A front page story in this week’s edition reports that a decline in ag land values was the primary factor in a $167 million valuation drop. Though the crops in the field look outstanding right now, the reality is that low commodity prices and a sluggish ag sector are rippling their way throughout the local economy.
Total valuation in Hamilton County dropped 5.24 percent in 2017, ending a 10-year run which saw property values skyrocket from $1.09 billion in 2007 to $3.2 billion just a decade later. We knew this day was coming as that pace is simply not sustainable.

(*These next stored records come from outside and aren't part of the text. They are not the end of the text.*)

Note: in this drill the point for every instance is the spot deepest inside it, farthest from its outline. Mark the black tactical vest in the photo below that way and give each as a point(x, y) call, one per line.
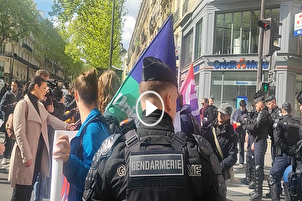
point(156, 167)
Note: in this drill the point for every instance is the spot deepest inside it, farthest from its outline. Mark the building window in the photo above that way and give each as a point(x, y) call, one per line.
point(198, 39)
point(237, 33)
point(187, 48)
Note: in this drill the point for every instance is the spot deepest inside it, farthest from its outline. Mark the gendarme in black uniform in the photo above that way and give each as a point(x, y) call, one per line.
point(154, 163)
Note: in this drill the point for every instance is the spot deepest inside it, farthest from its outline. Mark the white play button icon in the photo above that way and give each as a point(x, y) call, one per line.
point(150, 108)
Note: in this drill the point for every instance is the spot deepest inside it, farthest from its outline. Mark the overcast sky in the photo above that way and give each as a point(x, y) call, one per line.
point(131, 6)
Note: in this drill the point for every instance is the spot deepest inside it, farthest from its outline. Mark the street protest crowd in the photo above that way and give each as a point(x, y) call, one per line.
point(115, 158)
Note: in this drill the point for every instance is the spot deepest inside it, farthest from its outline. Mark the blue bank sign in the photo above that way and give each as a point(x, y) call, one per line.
point(241, 64)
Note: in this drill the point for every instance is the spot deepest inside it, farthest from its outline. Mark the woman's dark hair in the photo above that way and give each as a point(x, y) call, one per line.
point(29, 86)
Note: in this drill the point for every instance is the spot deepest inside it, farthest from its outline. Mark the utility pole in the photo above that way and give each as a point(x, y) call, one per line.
point(260, 46)
point(111, 40)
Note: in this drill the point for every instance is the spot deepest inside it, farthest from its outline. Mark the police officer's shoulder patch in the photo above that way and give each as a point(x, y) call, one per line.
point(159, 163)
point(105, 149)
point(203, 145)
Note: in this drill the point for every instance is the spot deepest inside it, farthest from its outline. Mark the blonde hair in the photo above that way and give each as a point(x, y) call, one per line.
point(108, 85)
point(87, 86)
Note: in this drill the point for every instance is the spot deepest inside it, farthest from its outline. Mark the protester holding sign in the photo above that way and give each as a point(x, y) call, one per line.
point(30, 155)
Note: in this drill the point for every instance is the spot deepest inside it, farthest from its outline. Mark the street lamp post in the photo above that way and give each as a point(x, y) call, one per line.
point(111, 39)
point(260, 46)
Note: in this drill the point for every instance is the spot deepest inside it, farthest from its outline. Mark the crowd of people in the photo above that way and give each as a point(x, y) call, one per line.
point(110, 160)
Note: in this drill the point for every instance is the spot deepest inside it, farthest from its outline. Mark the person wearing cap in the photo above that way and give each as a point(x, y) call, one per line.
point(275, 114)
point(299, 99)
point(134, 165)
point(286, 135)
point(237, 119)
point(207, 113)
point(223, 139)
point(260, 128)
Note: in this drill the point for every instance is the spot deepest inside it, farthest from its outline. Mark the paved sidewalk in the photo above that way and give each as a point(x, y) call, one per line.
point(235, 191)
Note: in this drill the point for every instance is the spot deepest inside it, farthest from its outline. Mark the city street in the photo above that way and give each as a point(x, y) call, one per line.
point(235, 191)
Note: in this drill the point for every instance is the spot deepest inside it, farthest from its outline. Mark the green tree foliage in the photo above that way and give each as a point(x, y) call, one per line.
point(86, 26)
point(17, 19)
point(49, 47)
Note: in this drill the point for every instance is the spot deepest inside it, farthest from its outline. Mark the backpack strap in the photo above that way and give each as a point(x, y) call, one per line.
point(132, 140)
point(97, 118)
point(179, 140)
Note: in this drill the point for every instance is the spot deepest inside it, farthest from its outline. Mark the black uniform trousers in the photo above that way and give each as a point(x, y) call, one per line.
point(259, 152)
point(280, 164)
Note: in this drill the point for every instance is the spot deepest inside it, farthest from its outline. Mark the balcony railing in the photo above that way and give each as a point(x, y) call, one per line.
point(24, 45)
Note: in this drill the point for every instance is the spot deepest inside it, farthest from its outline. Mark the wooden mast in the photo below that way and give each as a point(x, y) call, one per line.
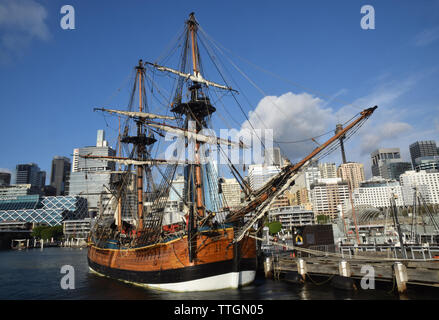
point(119, 200)
point(198, 178)
point(140, 153)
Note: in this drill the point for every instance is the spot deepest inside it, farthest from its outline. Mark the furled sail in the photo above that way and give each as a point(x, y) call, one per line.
point(136, 114)
point(197, 136)
point(129, 161)
point(196, 78)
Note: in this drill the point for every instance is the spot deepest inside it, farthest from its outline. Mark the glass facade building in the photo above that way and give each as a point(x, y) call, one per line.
point(45, 210)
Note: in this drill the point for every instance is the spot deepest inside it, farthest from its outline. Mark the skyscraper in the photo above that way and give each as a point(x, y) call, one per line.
point(91, 178)
point(30, 174)
point(352, 172)
point(387, 163)
point(328, 170)
point(273, 157)
point(422, 149)
point(59, 174)
point(5, 178)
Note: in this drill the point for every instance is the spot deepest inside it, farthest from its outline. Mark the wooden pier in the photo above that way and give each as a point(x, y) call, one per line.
point(297, 264)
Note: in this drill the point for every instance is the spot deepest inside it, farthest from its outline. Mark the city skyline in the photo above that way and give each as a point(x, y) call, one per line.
point(397, 73)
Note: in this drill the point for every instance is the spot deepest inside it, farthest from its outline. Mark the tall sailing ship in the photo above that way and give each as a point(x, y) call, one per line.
point(209, 247)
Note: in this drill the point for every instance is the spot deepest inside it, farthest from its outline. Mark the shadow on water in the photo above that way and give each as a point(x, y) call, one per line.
point(35, 274)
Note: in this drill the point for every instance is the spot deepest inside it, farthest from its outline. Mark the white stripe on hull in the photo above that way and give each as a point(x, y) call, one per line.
point(222, 281)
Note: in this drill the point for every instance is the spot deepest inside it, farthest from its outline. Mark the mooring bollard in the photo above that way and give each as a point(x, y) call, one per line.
point(301, 268)
point(401, 276)
point(344, 280)
point(268, 267)
point(344, 269)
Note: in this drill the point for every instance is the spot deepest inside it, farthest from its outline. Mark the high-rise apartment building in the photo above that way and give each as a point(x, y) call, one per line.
point(426, 182)
point(231, 191)
point(30, 174)
point(5, 179)
point(273, 157)
point(422, 149)
point(328, 170)
point(429, 164)
point(387, 163)
point(352, 172)
point(376, 192)
point(90, 178)
point(59, 174)
point(328, 196)
point(259, 174)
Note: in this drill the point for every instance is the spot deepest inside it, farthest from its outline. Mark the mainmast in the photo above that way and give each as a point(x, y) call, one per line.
point(140, 151)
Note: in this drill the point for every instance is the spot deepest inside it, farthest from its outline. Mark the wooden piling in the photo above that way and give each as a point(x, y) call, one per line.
point(268, 264)
point(401, 276)
point(301, 268)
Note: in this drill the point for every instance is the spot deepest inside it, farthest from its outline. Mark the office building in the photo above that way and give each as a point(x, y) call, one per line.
point(90, 178)
point(59, 174)
point(291, 216)
point(328, 196)
point(273, 157)
point(422, 149)
point(258, 175)
point(426, 182)
point(30, 174)
point(5, 179)
point(387, 163)
point(376, 192)
point(328, 170)
point(352, 172)
point(232, 192)
point(74, 229)
point(15, 190)
point(45, 210)
point(429, 164)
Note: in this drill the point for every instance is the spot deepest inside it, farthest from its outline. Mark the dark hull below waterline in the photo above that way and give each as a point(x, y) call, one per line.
point(176, 275)
point(167, 266)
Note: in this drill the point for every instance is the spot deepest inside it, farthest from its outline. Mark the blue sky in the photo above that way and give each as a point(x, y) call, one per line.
point(51, 79)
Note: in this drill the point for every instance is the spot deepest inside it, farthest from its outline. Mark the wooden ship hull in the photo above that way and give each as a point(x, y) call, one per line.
point(218, 263)
point(202, 250)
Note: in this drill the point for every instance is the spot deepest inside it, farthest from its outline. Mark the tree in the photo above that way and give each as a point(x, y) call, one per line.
point(47, 232)
point(322, 219)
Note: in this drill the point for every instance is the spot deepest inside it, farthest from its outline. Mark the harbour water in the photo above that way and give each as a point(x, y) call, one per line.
point(35, 274)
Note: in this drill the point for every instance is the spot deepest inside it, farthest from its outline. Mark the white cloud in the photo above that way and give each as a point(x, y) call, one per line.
point(292, 117)
point(21, 22)
point(427, 37)
point(381, 134)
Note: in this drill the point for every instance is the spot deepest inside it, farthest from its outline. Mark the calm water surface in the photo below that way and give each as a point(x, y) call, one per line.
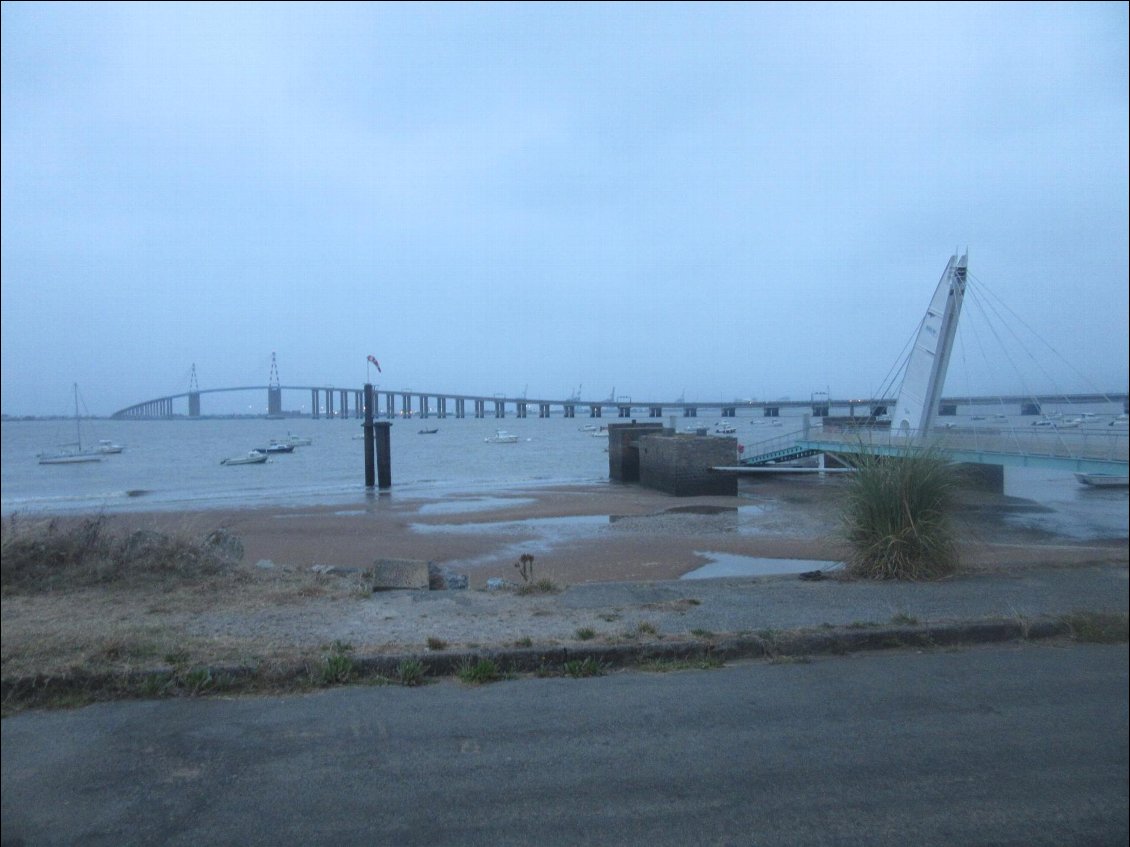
point(175, 464)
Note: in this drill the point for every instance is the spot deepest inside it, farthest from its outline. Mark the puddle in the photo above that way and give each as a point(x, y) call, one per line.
point(702, 511)
point(731, 565)
point(478, 504)
point(535, 536)
point(553, 526)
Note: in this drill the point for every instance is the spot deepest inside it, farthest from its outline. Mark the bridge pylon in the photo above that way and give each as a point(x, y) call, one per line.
point(274, 392)
point(193, 394)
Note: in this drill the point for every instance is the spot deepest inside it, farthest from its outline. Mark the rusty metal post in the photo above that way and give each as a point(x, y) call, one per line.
point(368, 435)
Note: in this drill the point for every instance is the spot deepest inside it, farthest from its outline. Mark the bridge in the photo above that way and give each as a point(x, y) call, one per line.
point(1065, 444)
point(331, 402)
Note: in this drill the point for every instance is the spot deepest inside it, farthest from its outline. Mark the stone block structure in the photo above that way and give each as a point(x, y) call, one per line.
point(624, 450)
point(680, 464)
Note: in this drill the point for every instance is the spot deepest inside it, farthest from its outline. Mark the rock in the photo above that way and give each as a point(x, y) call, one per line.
point(443, 579)
point(390, 574)
point(144, 542)
point(225, 543)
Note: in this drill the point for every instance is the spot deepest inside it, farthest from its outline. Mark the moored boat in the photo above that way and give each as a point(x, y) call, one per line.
point(71, 453)
point(254, 456)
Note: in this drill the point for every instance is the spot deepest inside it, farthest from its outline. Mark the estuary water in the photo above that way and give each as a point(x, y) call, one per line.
point(175, 465)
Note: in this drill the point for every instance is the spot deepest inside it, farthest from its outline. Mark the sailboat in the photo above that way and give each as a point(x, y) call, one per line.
point(71, 453)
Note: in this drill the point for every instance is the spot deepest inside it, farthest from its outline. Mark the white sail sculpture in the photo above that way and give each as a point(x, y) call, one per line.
point(926, 369)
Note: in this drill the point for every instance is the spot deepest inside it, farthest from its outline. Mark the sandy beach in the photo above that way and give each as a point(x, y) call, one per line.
point(605, 532)
point(276, 608)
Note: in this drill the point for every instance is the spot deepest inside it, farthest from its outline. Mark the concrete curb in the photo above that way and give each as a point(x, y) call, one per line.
point(793, 644)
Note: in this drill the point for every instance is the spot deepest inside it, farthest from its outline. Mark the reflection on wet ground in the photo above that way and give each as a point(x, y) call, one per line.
point(722, 565)
point(474, 504)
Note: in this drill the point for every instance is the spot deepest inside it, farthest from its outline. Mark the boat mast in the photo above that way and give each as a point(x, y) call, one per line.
point(926, 369)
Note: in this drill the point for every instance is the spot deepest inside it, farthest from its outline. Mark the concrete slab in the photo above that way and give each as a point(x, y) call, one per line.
point(397, 574)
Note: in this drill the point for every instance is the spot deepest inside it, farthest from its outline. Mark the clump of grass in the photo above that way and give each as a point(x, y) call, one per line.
point(410, 672)
point(338, 666)
point(524, 566)
point(587, 666)
point(667, 665)
point(1098, 627)
point(41, 556)
point(480, 672)
point(897, 516)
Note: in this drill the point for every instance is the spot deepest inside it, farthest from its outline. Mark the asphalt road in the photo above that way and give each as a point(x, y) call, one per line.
point(1018, 744)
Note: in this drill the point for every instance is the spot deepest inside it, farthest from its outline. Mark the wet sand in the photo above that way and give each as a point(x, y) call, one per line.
point(605, 532)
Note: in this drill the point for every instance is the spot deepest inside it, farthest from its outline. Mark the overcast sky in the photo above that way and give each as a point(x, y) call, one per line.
point(724, 200)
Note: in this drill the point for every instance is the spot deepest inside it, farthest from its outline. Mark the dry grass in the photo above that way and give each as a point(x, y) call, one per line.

Budget decisions will be especially difficult in Aurora, where a $42 million reduction in personal property values placed on the local ethanol plants will have an impact on available revenues. Our community is very fortunate to have not one but two ethanol plants running full steam ahead, as the total investment out at Aurora West and the premiums they provide to area producers are both significant.
Nonetheless, the numbers are what they are this year, which means local taxing entities will have to sharpen the pencil to make ends meet without adding to the tax burden.
Complicating this scenario is the fact that a high percentage of budgets, private or public, go toward payroll, which unfortunately means this is one year when pay raises beyond cost-of-living adjustments should be anything but automatic. Businesses large and small face gut-wrenching decisions regarding wage freezes and staff reductions from time to time. It’s not always about the quality of work, longevity of staff or what the competition or array of like-size entities is paying. When times are tough it boils down to fiscal responsibility and keeping the ship afloat.
Hamilton County taxpayers, particularly farmers, have a vested interest in a process about to unfold as area taxing entities set their levies and determine tax asking for the coming year. No one is fooled by the focus on tax levies. Trying to soften the blow saying a particular board is doing its job by holding the line at or slightly below last year’s levy simply doesn’t mean anything. In reality, the levy doesn’t determine our tax load, actual tax asking does.
Local boards must be diligent in their efforts to trim spending whenever and whereever possible.